UPDATE 12.02.15 – 14:51:

The Magic Mirror – EMC interference

Quick Update! My uncle got me a mirror sample, so this is how the whole thing looks with glass in front of it 🙂
Spiegelmuster

As it seems my components interfear somehow and influence each other… I recently added a button to shutdown the mirror. It works by constantly setting a GPIO-pin to 3.3V, pressing the button grounds the pin and draws the voltage to 0V. A Python script registers this change and shuts down the OS. Strangely this also happens if the motions sensor enables the monitor. At first I assumed there might be something wrong with my circuits, so my uncle and I thought about how the 230V from the monitor could influence the Pi over the relays. Another guess was, that the monitor drains to much power at startup and with that collapses the 3.3V for a really short amount of time. Later I realized that this was also happening if I connected the monitor directly to a power outlet without the relay in-between.

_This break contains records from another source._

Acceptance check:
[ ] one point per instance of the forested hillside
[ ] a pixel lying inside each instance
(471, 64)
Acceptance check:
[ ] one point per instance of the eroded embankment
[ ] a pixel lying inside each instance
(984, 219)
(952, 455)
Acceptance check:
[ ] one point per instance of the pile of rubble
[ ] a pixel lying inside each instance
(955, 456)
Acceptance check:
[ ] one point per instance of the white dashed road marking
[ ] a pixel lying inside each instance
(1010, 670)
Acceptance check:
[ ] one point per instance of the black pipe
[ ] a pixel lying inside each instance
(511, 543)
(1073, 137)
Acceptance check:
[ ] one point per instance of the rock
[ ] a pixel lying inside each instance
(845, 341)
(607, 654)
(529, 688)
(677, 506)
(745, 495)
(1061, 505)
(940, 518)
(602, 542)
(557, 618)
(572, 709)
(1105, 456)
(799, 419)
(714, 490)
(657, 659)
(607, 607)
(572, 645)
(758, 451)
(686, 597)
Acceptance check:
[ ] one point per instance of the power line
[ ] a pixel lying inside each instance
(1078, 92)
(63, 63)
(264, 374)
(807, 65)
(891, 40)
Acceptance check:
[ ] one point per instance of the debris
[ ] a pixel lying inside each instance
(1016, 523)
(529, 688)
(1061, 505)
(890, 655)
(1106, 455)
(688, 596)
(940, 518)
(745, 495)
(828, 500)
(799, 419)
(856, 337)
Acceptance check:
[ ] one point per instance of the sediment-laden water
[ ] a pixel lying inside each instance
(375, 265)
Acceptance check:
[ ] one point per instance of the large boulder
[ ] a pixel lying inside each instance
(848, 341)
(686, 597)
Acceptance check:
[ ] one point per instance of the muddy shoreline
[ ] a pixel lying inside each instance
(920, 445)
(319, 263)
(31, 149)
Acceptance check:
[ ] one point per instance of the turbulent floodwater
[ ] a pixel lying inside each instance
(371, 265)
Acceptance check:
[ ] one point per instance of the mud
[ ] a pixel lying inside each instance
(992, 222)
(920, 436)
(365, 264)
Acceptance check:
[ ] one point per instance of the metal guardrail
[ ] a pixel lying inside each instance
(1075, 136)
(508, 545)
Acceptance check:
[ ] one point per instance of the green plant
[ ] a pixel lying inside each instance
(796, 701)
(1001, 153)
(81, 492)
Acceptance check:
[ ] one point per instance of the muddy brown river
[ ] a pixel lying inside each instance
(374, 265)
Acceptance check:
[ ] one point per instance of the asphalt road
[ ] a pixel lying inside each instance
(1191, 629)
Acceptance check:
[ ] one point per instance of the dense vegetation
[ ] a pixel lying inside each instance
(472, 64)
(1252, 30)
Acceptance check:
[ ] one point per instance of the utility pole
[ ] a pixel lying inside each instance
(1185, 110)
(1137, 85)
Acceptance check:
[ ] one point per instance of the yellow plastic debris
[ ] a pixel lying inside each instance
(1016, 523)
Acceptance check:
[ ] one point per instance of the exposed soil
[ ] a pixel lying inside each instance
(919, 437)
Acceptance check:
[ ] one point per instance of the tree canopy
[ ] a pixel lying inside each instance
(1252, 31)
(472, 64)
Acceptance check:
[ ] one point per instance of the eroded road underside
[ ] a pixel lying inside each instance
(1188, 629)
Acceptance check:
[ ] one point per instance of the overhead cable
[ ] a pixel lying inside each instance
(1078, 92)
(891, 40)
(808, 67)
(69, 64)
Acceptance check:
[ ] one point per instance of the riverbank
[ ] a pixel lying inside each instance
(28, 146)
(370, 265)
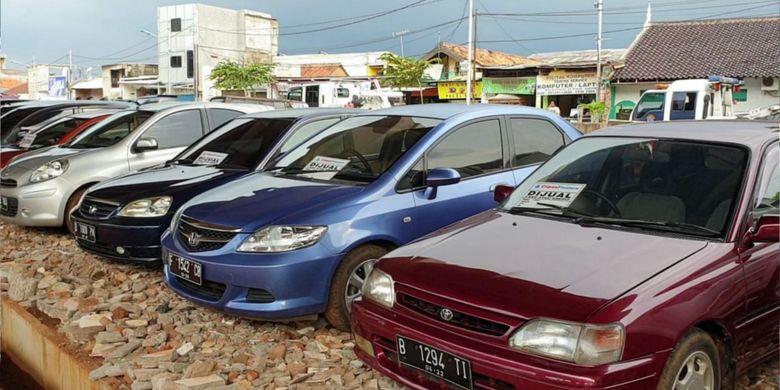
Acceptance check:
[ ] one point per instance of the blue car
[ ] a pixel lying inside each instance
(300, 237)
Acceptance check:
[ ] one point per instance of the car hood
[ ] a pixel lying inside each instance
(535, 267)
(259, 199)
(180, 181)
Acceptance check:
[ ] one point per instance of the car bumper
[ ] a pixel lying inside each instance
(265, 286)
(131, 243)
(379, 327)
(38, 204)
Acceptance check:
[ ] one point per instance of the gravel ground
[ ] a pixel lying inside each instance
(140, 335)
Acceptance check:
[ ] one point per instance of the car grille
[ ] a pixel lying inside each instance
(209, 290)
(458, 319)
(96, 208)
(11, 209)
(208, 237)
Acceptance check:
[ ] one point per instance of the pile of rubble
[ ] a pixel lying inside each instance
(149, 338)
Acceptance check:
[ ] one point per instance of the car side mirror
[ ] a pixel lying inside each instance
(502, 192)
(440, 177)
(144, 144)
(767, 229)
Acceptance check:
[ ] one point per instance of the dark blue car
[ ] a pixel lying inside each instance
(123, 218)
(300, 237)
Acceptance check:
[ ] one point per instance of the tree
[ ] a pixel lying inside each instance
(405, 72)
(232, 75)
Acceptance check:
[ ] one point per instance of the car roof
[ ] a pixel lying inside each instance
(301, 112)
(448, 110)
(751, 133)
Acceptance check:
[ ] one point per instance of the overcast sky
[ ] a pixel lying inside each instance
(46, 29)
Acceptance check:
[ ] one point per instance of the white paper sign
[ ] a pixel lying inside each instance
(329, 166)
(559, 194)
(27, 141)
(210, 158)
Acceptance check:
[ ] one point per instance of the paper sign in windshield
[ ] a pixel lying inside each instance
(210, 158)
(27, 141)
(559, 194)
(327, 167)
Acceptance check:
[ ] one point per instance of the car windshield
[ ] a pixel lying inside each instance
(110, 131)
(356, 150)
(239, 144)
(683, 187)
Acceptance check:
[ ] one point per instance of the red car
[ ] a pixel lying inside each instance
(57, 132)
(638, 257)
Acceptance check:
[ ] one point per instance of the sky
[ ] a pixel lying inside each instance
(107, 31)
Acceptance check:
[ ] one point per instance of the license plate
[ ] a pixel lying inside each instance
(186, 269)
(435, 362)
(84, 231)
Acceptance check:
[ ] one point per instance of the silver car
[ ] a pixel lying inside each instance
(37, 188)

alte LampeI just picked up this old lamp, because I needed some light to correctly judge how reflective the mirror actually was when used normally.  Well, I didn’t quite expect what happened next… Turning on (and off) the lamp (when placed a certain points near the other components) turns of the monitor for about two seconds. It does not seem to influence the Pi though but probably something similar is going on with the shutdown triggers.

UPDATE 22:22

I experimented a bit further with the lamp or to be precisely with its power cable. If I place the lamp’s cable over the Pi, the same thing happens, as if I turn on the monitor, a shutdown gets triggered as soon as the lamp is turned on or turned off. The problem therefore probably really is some kind of electromagnetic radiation.

The Magic Mirror – Raspberry Pi

I recently started a new projected, which of course is a great reason to write an article about it!

I had a DVI-monitor laying around in my room for quite a considerable time now. It was always connected to my Raspberry Pi with ever changing functionality. In the beginning I used it as a XBMC media center to watch movies and listen to music on my stereo. After that I wanted to use it to display useful information but found it strange pretty quickly to have a monitor standing around just to display information. Besides I didn’t even know what kind of information to show on it, so I again used it as a media center again.

Some time ago – while searching for interesting Raspberry Pi projects – I rediscovered the “Magic Mirror” build by Michael Teeuw and spontaneously decided to build one myself. I then found my self dissembling the monitors housing and starting to think how to best accommodate the Pi in this setup. I also changed some bits of Michaels original interface, from showing the same compliments in the UI all day to showing compliments based on the time of the day (my first Git-Pull-Requests; yeah!).

I didn’t really like the idea of having a monitor in my room, running 24/7 even if no-one was present who could actually look at the screen, so I ordered a relay and a motion sensor and wrote a small Python script to turn the monitors power only on when someone is in the room. Jonathan from Studio Einz helped me build this small circuit to switch the relay’s 5V circuit with the 3V from the Pi’s GPIO-pin’s. (Look at that fancy LED! We sadly didn’t have a diode so the LED had to do the trick :D)

Transistor Board

Relais

Bewegungsmelder

Raspberry Pi

Some users of the FRITZ!Box (a German internet router and phone system) may know: The device has a build in call monitor, which is easily read for example with Node.js and this handy module. Incoming calls then get redirected  to the web interface trough Socket.IO, which further displays this nice alert.

Anruf

There also is a feature to alert me when someone is ringing at the door in my code but before that’ll work I first have to connect my bell to the FRITZ!Box. Now I just need an actual mirror and a housing for the project.

Oh! If someone has an idea what else I could display on the mirror: I am listening!